Another idea: maybe use studio/mycats instead of just /mycats ? ... this is more verbose but more clear and similar to git branches naming convention where we have origin/mycats. Having only / as prefix seems like some kind of relative vs absolute path thing to me...
Also, ds = dc.read_dataset("/mycats") ran in Studio is basically the same as ds = dc.read_dataset("mycats") as local dataset is the same as Studio dataset, right?
BTW I would maybe avoid using Global terminology and use only Studio to avoid confusion and having multiple words for the same thing, WDYT?
@ilongin that's good idea but we need to keep in mind that we will need to introduce org/team in the future like myorg/[email protected] andm I'm thinking about empty org / as a default of user's team.

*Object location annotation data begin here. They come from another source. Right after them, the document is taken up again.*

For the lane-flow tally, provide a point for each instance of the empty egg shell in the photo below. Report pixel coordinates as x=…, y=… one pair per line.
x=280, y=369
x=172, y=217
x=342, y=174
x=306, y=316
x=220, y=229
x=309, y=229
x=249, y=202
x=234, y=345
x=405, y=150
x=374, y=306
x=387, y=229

If we introduce studio org it won't look good - specific org name.
@ilongin that's good idea but we need to keep in mind that we will need to introduce org/team in the future like
myorg/[email protected]andm I'm thinking about empty org/as a default of user's team. If we introduce studio org it won't look good - specific org name.

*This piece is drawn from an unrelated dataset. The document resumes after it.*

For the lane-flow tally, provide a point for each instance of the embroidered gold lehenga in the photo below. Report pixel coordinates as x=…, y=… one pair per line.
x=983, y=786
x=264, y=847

@dmpetrov just to note, default user team will be the one written in config file (by running datachain auth team <team_name>) or added by env variable DVC_STUDIO_TEAM.
@shcheklein @dmpetrov Question about datachain pull -> currently we can set optional local dataset name / version to which studio dataset will be pulled. I'm wondering if we should remove this and put into "contract" that everything pulled from Studio should have the same fully qualified name in local ... datachain pull is basically just a cache of Studio dataset anyway and I don't see any reason for users to have it as different name locally and this option to rename it locally just complicates things specially now that we will have namespaces / projects....
Sure, let's keep it simple.
If user need a special local name, they can read dataset and save under local name.